Caution: Markets Working
Yesterday, the FDA approved a generic EpiPen made by Teva Pharmaceuticals, injecting much needed competition into the market and opening a new chapter in a saga that began nearly two years ago with the revelation that EpiPen prices had been raised over 500% in less than a decade.
That scandal turned the tide of public opinion against Mylan, the company that manufactures EpiPens, which became synonymous with pharmaceutical greed. Mylan’s CEO, Heather Bresch, was dragged before congressional hearings and forced to explain the rationale behind such ‘unconscionable’ pricing.
Teva’s shares rose nearly six percent with news of the FDA approval. Meanwhile, Mylan -- formerly vilified as profiteers -- announced a 22 percent drop in sales for the second quarter. The company’s board is currently considering whether to sell some of its properties, or even the entire company, to recoup its consistent losses.
Welcome to the market at work. People make a killing until they don’t. Monopolies are unbreakable until they aren’t. Prices are high until they drop. It’s not a perfect system, but under the right circumstances it works better than any of the alternatives - especially the alternatives that are floating around these days.
The EpiPen saga perfectly illustrates how the market reacts to price signals and public outcry, ultimately restoring equilibrium. Studies show that the first generic competitor to enter the market will be priced slightly lower than the branded competitor; the entrance of a second generic competitor, however, lowers the average generic price to around half of the branded price.
Thanks to FDA Commissioner Scott Gottlieb’s efforts to increase competition by expediting the approval of generic drugs, a second generic EpiPen competitor could enter the market in the next few years. The irony is that Gottlieb was labeled as a tool of the pharmaceutical industry by a group of progressive senators during his confirmation hearings.
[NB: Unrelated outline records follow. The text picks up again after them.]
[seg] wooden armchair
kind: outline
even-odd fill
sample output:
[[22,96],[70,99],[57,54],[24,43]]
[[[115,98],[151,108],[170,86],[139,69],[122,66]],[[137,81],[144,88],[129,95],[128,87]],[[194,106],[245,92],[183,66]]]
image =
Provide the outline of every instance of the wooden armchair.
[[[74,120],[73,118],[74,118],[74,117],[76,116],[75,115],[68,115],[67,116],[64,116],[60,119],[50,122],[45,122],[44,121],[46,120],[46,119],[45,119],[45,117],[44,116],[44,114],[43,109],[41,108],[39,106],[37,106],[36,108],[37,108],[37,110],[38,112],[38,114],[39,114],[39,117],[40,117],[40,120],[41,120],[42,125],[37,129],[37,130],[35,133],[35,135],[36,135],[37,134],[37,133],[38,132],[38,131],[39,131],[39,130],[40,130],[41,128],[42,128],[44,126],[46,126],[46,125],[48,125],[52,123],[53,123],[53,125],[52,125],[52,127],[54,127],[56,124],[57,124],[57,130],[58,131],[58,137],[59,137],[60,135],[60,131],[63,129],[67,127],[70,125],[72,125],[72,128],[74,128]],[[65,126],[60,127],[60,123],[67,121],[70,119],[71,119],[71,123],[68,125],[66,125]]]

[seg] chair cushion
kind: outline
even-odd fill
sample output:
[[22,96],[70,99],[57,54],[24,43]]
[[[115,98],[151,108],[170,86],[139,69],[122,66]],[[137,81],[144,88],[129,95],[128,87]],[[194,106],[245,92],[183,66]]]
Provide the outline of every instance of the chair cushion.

Just a year prior, that same group had attacked Mylan for the same kind of anticompetitive practices that Gottlieb has been successfully rolling back.
In all likelihood, those progressives won’t see the EpiPen saga is an example of the market at work. In fact, they’ll likely cite it as evidence for why more government regulation is a good thing: sure, competition may lead to lower prices a few years from now, but the government could have lowered them in six months!
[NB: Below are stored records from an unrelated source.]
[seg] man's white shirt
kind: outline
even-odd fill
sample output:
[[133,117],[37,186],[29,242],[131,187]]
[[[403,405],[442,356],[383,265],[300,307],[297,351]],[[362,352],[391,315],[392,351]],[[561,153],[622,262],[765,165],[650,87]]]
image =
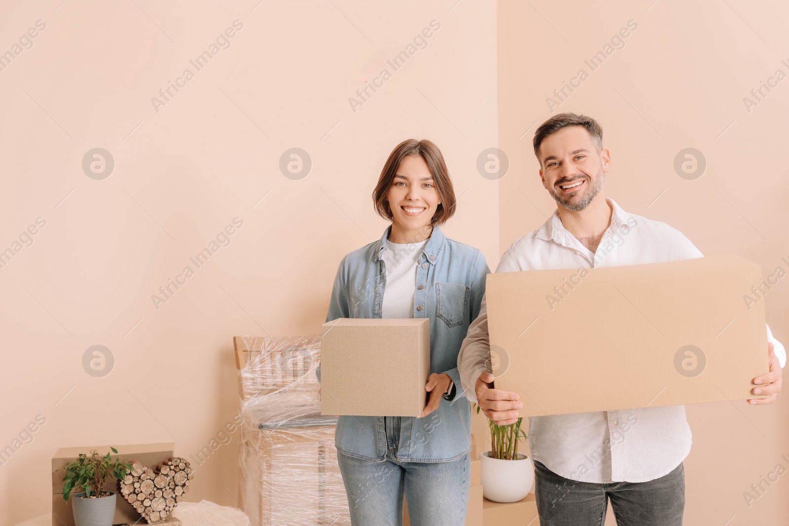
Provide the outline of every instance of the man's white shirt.
[[[613,200],[606,201],[612,209],[611,225],[595,253],[563,226],[557,211],[540,229],[513,243],[495,271],[619,267],[703,256],[668,225],[625,212]],[[772,337],[769,327],[767,335],[783,367],[786,364],[783,345]],[[466,397],[473,402],[477,402],[477,379],[488,370],[489,351],[484,297],[480,315],[469,327],[458,356]],[[690,451],[691,442],[684,405],[529,419],[532,458],[558,475],[580,482],[653,480],[679,465]]]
They’re right about one thing: the government could lower the price of an EpiPen much quicker than market forces could – if it employed price controls. But in the long run, such aggressive government action would do more harm than good. If we allow the government to heavily regulate the pharmaceutical industry, we would effectively be trading long-term progress for short-term satisfaction.
If you want the price of an EpiPen to drop to $30 tomorrow and stay the same for decades, you can feel free to support a system that lets the government fix prices and cap profits – just don’t expect that system to develop any miracle drugs any time soon. America has become the world’s medicine chest precisely because it relies on competition, not regulation, to control its pharmaceutical industry. Countries like England and Germany haven’t just frozen their drug prices – they’ve frozen their drug industries.
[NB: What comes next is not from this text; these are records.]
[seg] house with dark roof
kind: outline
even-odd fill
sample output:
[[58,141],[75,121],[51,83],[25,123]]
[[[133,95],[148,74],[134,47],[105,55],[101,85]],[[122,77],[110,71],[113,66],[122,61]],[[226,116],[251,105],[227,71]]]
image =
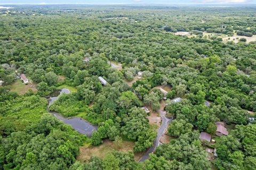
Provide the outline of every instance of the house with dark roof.
[[201,141],[206,141],[209,142],[211,142],[211,138],[212,135],[208,133],[202,132],[200,134],[200,140]]
[[141,108],[142,109],[143,109],[144,110],[145,110],[146,113],[149,113],[150,112],[147,107],[141,107]]
[[105,80],[103,78],[102,78],[101,76],[99,76],[98,78],[100,81],[101,82],[101,84],[102,84],[104,86],[106,86],[107,84],[107,81]]
[[217,126],[217,130],[216,130],[216,135],[219,137],[221,137],[224,135],[228,135],[228,132],[227,129],[225,128],[224,123],[218,122],[215,123]]
[[92,59],[92,57],[85,57],[83,60],[83,63],[87,63],[91,59]]
[[27,79],[25,74],[20,74],[20,79],[21,79],[24,84],[27,84],[29,82],[29,81],[28,79]]

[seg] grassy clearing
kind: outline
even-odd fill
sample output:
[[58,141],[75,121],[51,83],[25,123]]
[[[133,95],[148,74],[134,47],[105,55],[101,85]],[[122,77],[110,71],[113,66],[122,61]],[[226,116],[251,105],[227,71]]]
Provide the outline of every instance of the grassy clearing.
[[227,128],[227,130],[228,132],[228,134],[230,134],[231,131],[233,129],[235,129],[235,126],[236,125],[235,124],[226,124],[225,127]]
[[129,86],[130,87],[131,87],[132,86],[132,83],[133,83],[134,82],[136,82],[138,80],[138,77],[139,77],[138,76],[134,76],[133,78],[133,80],[132,80],[131,81],[128,81],[128,80],[127,80],[126,79],[125,79],[124,81],[128,84],[128,86]]
[[[82,163],[86,162],[90,159],[92,156],[103,158],[107,154],[114,150],[126,152],[129,150],[132,151],[134,146],[134,142],[123,141],[121,147],[118,148],[113,142],[109,140],[105,140],[103,143],[99,146],[85,146],[80,147],[79,153],[77,157],[77,160]],[[143,153],[135,154],[135,159],[137,160],[139,160],[142,154]]]
[[[34,87],[31,86],[34,85]],[[25,94],[29,89],[31,89],[33,91],[36,92],[37,90],[36,89],[36,84],[28,83],[28,84],[22,84],[20,79],[17,79],[11,85],[7,86],[10,88],[11,91],[14,91],[19,95]]]
[[63,84],[57,87],[57,89],[60,89],[63,88],[68,89],[70,90],[71,92],[76,92],[77,91],[77,89],[76,88],[76,87],[70,86],[67,84]]

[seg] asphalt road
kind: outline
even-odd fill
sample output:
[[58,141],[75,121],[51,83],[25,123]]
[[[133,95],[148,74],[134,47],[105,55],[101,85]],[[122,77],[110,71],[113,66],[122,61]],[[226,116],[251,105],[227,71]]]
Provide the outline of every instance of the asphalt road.
[[154,141],[153,146],[148,149],[147,152],[140,158],[140,162],[144,162],[146,159],[148,159],[149,154],[153,153],[156,149],[156,147],[160,144],[160,138],[164,134],[166,130],[168,128],[168,125],[172,122],[172,118],[170,118],[165,116],[164,112],[158,110],[158,113],[162,117],[162,125],[157,132],[157,137]]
Our market doesn’t always work as perfectly, efficiently, or altruistically as we may want -- but, assuming certain conditions are met, it works nonetheless. We don’t need massive government action to solve the problem of high drug costs. Instead, we need to increase competition, and protect intellectual property without shoring up monopolies; it’s a light touch, not an iron first. The approval of a generic EpiPen should make us confident that this is precisely the course Scott Gottlieb’s FDA is on. As long as these policies are in place, things will continue to improve - slowly, perhaps, but surely.